Question

The enzyme aldolase catalyzes the following reaction:

Fructose 1,6-bisphosphate ↔ dihydroxyacetone phosphate + glyceraldehyde 3-phosphate For this reaction, ΔGº′ =+23.8 kJ/mol (+ 5.7 kcal/mol).
a. Calculate the change in free energy ΔG for this reaction under typical intracellular conditions using the following concentrations: fructose 1,6-bisphosphate, 0.15 mM; dihydroxyacetone phosphate, 4.3 X 10−6 M; and glyceraldehyde 3-phosphate, 9.6 10−5 M. Assume that the temperature is 25ºC.
b.

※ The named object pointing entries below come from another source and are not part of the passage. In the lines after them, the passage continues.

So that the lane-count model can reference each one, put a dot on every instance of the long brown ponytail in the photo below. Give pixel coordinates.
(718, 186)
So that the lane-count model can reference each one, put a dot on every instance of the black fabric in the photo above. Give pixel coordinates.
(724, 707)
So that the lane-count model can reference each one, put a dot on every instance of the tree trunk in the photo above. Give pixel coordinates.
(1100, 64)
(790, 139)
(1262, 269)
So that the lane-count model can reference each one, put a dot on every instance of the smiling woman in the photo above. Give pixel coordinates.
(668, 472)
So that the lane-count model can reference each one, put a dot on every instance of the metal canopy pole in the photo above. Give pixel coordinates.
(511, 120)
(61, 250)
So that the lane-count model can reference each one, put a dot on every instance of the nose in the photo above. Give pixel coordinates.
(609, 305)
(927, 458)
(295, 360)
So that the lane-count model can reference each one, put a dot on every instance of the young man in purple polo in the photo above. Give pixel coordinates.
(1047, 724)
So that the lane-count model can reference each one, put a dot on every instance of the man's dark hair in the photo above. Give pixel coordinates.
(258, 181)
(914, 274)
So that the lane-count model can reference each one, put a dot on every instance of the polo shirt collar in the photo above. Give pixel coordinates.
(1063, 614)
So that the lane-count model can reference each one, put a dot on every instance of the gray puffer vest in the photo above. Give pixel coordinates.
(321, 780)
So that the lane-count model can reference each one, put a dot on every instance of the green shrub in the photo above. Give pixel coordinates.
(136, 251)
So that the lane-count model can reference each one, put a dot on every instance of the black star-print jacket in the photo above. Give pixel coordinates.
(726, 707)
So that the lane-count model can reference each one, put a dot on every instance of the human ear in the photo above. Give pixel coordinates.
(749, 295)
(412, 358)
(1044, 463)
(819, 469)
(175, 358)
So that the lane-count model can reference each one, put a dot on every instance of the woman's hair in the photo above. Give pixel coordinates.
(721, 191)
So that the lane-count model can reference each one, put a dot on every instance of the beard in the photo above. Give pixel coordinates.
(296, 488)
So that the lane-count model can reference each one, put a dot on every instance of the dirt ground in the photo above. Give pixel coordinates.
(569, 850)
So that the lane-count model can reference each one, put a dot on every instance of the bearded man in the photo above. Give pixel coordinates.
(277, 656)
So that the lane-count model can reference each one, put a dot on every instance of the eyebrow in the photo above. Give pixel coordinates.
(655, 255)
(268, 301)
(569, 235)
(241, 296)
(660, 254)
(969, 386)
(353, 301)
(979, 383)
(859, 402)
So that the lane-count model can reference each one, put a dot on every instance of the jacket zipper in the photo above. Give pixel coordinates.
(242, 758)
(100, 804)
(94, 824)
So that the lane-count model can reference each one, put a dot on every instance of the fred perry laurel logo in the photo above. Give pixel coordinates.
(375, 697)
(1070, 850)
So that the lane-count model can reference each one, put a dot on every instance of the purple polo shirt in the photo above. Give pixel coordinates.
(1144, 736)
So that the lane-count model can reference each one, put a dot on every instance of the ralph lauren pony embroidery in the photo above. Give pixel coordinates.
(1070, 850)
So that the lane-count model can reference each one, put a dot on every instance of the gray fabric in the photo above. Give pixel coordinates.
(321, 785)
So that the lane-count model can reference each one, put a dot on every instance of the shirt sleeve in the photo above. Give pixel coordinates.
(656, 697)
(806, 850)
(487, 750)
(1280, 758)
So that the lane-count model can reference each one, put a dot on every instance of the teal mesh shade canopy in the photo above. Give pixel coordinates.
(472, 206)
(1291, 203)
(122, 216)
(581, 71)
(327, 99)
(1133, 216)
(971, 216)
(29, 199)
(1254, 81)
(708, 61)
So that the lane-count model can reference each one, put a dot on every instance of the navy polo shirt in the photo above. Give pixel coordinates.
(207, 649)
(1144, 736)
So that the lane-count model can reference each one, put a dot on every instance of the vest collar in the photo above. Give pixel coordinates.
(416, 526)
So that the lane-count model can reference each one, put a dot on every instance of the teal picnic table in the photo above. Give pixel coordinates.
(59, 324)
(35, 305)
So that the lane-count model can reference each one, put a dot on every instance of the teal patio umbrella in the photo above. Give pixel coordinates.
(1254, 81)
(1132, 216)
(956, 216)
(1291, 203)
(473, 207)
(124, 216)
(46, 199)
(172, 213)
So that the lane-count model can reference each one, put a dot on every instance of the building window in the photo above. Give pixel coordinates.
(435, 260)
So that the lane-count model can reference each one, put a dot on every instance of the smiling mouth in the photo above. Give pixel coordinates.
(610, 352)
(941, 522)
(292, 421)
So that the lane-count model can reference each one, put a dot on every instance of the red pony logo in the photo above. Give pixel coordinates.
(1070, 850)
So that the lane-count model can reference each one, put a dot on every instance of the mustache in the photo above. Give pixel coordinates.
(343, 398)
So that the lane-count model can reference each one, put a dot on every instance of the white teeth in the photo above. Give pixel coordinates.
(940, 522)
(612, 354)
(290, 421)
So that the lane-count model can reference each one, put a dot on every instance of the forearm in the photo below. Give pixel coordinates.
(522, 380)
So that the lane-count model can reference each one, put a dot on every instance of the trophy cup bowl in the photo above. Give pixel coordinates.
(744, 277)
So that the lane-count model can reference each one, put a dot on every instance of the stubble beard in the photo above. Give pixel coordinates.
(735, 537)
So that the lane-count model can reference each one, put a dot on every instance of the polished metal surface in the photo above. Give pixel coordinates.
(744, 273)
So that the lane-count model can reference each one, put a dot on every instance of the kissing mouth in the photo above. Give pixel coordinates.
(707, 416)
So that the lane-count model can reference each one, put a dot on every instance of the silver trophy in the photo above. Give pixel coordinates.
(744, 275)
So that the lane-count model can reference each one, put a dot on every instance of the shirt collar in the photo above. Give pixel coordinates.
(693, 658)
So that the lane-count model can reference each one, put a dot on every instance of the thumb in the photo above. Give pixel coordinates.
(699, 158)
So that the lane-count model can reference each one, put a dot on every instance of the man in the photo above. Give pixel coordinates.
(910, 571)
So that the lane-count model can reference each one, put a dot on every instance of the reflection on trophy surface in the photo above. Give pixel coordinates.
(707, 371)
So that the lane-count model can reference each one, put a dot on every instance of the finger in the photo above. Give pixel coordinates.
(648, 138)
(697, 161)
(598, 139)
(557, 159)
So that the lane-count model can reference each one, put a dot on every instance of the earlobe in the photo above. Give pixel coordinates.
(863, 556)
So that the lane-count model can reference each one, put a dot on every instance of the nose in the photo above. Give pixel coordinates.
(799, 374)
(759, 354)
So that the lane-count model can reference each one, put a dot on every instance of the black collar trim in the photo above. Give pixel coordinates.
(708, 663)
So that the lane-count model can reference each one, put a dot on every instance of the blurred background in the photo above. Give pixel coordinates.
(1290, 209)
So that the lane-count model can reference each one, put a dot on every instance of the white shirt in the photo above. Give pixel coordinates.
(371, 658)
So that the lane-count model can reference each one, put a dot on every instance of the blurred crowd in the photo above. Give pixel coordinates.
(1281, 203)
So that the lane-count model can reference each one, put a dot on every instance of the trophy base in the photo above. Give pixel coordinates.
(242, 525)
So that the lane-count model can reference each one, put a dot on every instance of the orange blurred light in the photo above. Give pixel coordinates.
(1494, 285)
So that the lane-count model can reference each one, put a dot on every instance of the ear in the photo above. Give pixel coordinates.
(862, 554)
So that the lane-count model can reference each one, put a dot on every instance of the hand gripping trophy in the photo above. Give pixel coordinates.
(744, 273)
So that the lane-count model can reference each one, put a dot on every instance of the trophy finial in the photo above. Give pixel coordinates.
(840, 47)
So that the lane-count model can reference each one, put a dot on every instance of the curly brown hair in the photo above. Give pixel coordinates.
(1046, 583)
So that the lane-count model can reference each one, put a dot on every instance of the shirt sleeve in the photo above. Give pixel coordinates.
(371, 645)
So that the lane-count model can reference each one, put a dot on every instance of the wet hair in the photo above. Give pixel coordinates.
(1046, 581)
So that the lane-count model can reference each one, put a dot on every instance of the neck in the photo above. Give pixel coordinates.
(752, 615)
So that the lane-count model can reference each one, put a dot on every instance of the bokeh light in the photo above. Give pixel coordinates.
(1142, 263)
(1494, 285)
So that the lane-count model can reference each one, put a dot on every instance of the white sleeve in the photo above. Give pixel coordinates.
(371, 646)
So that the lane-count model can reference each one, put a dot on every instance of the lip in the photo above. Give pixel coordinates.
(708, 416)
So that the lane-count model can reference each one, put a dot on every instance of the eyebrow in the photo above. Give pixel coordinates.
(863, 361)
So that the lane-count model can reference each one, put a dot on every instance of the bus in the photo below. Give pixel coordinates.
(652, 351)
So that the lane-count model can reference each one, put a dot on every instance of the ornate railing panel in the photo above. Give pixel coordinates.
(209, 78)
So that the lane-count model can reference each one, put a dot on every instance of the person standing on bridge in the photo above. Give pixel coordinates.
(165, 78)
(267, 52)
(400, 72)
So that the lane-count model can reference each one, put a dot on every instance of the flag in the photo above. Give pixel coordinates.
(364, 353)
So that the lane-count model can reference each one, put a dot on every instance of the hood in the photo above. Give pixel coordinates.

Explain why the aldolase reaction occurs in cells in the direction written despite the fact that it has a positive free-energy change under standard conditions.

Answer 1

The reactions involved were:-

Step-by-step explanation:

a) Fructose 1,6-bisphosphate ↔ dihydroxyacetone phosphate + glyceraldehyde 3-phosphate dG° = 23.8 kJ/mol

Apply to the:-

dG = dG° + RT*ln(Q)

Replace known values, R = 8.31 J / molK, T = 25 ° C = 298 K

Q = [dihydroxyacetone phosphate][glyceraldehyde 3-phosphate] /[Fructose 1,6-bisphosphate]

Q = (4.3*10^-6)(9.6*10^-5) / (0.15*10^-3) = 0.000002752

Replace it:-

dG = dG° + RT*ln(Q)

dG = 23800 + 8.314*298 * ln(0.000002752)

dG = -7920.8068 J/mol = -7.92 kJ/mol

(b) It was negative, so this is preferred inside a cell, and not outside it!